To achieve this, we mixed the concrete mix using, among other things, the thixotropic component Densocrete PPE TH from Betosan. This ingredient is essentially the opposite of a plasticiser and ensures that the concrete behaves like a thixotropic liquid. As long as we work with it, it is ductile and plastic. But once we stop kneading it, it stops behaving ductile and sticks in place. Combined with a balanced ratio of glass fibre, micro-ground silica fume and pyrogenic silica, we have developed a mix with the necessary properties and sufficient strength.
This way, we were able to get into the mould and carefully brush the heart with the first fine layer with a smaller proportion of aggregate so as to bring out the details on the mould, but at the same time not scratch the polished wax surface.

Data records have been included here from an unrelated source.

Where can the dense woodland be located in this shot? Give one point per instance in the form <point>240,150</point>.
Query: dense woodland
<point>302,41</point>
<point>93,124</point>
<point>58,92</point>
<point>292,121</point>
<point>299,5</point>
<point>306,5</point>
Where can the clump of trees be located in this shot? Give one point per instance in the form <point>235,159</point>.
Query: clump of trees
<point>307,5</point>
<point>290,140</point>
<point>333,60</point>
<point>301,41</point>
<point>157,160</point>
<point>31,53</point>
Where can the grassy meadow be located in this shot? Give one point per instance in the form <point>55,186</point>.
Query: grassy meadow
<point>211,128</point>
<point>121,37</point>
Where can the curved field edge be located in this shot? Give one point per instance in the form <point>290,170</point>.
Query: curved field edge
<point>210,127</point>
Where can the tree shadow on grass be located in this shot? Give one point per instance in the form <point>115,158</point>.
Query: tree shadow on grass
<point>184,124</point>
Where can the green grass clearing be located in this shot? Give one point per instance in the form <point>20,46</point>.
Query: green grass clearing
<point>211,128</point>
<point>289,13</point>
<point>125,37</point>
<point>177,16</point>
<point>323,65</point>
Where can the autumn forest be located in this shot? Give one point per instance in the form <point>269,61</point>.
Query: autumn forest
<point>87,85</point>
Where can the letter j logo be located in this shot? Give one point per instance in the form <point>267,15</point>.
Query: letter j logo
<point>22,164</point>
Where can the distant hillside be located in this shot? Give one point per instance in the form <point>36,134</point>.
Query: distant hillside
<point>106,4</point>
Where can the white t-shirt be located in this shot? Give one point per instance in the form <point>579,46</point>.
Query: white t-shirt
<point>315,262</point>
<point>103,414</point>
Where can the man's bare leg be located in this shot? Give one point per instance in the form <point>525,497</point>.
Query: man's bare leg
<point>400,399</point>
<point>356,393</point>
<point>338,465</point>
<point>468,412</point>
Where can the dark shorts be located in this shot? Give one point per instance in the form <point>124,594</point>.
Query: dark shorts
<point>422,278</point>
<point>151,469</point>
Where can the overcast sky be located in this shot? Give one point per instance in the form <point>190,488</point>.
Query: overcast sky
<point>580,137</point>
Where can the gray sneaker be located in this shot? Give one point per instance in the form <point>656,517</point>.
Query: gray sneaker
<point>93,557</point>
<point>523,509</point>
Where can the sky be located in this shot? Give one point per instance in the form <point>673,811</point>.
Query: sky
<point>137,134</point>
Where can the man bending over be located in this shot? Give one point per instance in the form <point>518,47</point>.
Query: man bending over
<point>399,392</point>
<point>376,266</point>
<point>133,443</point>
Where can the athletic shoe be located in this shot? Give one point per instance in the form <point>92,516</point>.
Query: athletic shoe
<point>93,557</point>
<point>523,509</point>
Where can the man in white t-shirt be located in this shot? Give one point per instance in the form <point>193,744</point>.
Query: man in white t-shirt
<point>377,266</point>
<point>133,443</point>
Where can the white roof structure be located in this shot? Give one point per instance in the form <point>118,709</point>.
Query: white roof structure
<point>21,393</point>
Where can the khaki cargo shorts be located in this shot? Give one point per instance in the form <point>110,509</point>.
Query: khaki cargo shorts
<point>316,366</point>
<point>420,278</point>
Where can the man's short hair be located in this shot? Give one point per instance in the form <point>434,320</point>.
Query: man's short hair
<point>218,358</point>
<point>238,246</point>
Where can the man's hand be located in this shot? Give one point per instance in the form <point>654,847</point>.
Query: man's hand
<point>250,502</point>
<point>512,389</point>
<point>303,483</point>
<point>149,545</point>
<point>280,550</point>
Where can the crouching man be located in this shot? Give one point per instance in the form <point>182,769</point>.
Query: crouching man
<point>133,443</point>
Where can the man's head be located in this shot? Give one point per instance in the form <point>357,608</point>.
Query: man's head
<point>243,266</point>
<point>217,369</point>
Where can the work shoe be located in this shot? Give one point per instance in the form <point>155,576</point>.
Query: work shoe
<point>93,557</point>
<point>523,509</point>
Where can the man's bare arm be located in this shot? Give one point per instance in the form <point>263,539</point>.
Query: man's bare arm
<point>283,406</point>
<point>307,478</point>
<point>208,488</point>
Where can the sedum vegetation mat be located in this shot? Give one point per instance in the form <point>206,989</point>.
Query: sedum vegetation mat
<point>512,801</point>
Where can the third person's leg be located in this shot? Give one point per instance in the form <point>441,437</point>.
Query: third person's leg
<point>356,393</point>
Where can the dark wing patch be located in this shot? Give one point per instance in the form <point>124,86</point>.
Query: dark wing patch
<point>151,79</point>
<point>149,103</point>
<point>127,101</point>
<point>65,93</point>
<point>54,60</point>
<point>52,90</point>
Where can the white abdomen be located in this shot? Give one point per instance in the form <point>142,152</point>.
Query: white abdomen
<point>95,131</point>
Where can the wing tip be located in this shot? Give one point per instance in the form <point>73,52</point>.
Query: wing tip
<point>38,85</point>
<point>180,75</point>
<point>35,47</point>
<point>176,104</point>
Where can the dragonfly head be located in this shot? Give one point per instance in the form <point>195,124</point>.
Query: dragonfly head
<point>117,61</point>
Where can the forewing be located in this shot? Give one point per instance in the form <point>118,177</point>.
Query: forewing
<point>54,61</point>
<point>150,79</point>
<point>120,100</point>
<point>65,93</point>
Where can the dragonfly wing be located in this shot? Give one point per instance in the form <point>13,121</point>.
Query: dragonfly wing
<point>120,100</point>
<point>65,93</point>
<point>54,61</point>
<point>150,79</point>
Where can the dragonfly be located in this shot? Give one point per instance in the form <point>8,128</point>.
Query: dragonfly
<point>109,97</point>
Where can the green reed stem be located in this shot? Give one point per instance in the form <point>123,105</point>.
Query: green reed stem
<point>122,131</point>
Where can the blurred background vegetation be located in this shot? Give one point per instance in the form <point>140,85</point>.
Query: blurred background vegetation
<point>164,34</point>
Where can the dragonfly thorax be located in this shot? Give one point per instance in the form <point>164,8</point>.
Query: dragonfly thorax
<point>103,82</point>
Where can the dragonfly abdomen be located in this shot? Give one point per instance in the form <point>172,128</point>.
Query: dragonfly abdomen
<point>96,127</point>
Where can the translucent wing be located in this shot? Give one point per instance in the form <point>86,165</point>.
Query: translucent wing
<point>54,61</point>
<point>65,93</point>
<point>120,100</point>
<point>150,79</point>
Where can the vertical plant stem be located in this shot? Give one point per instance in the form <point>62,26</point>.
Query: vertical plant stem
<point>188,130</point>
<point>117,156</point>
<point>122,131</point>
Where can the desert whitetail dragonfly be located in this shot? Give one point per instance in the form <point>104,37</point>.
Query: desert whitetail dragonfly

This was followed by a layer with additional glass mats to thoroughly prime. Several layers were created and before the final one, we started to implement specially modified iron steel bars (roxors) into the model. These were forged into the surface on one side, bent and clouded. Our idea was that if pressure was applied from the inside, they would have the ability to spread the pressure and apply more surface area to the concrete inner wall of the heart itself. The internal iron structure was to be welded onto the final structure to be mounted on a stud for placement in a public space. We also took care Thanks to a tried and tested mix and perfect preparation, we managed to cast the whole heart without any major problems and all that was left to do was to keep an eye on a calm and well-hydrated maturation.
Removal of the mould
After a thorough maturation it was time to release the cast from the plaster. We carefully cut away the plaster. Thanks to the perfect separation and polished surface, it bounced off the model very well. We pressure-washed the model with water and we were done! One solitary perfectly seamless casting.
The author Veronika Durová added stainless steel "mirrors" to the heart on the imaginary cuts near the arteries and veins.
The heart was presented at the opening in Prague's PRÁM gallery on 22.2.2023 (link)
Veronika Durová (*1984 in Prague)
In her work, Veronika Durová develops a dialogue between matter and empty space. An example of this is the work with the substantive title - Dialogue (2012) - in which the physiognomy of the human body is sensitively transformed into a tension between the spoken and the perceived, the clear and the unclear, the tangible and the ungraspable. Four seated figures are reduced to mere legs and arms. And yet we feel that we are watching the whole figure, for in the concrete details, the stretching of the arms, the gesticulation, the crossing of the legs, the tension or relaxation of a given body part, we find a clear clue for our imagination. Because, Duro has applied the pauses of empty space so sensitively that they substitute for the missing mass, much as avant-garde composer John Cage once incorporated silence into his compositions as a full-fledged pendant of tone, the continuity of our "visual" reading is in no way disrupted. In short, Durova gives us the freedom to work freely with visual experience and to transform the unseen into the present through images stored in our minds. The choice of material - acrylic - which imitates the nobility of marble, but at the same time retains a great degree of fragility, plays an important role here, tuning our perception to the frequencies of silence and contemplative reflection on the questions of the reciprocity of the phenomena of the present and the absent, of spirit and matter.
Veronika Durová studied in the studio of Prof. Jan Hendrych in 2006-2012.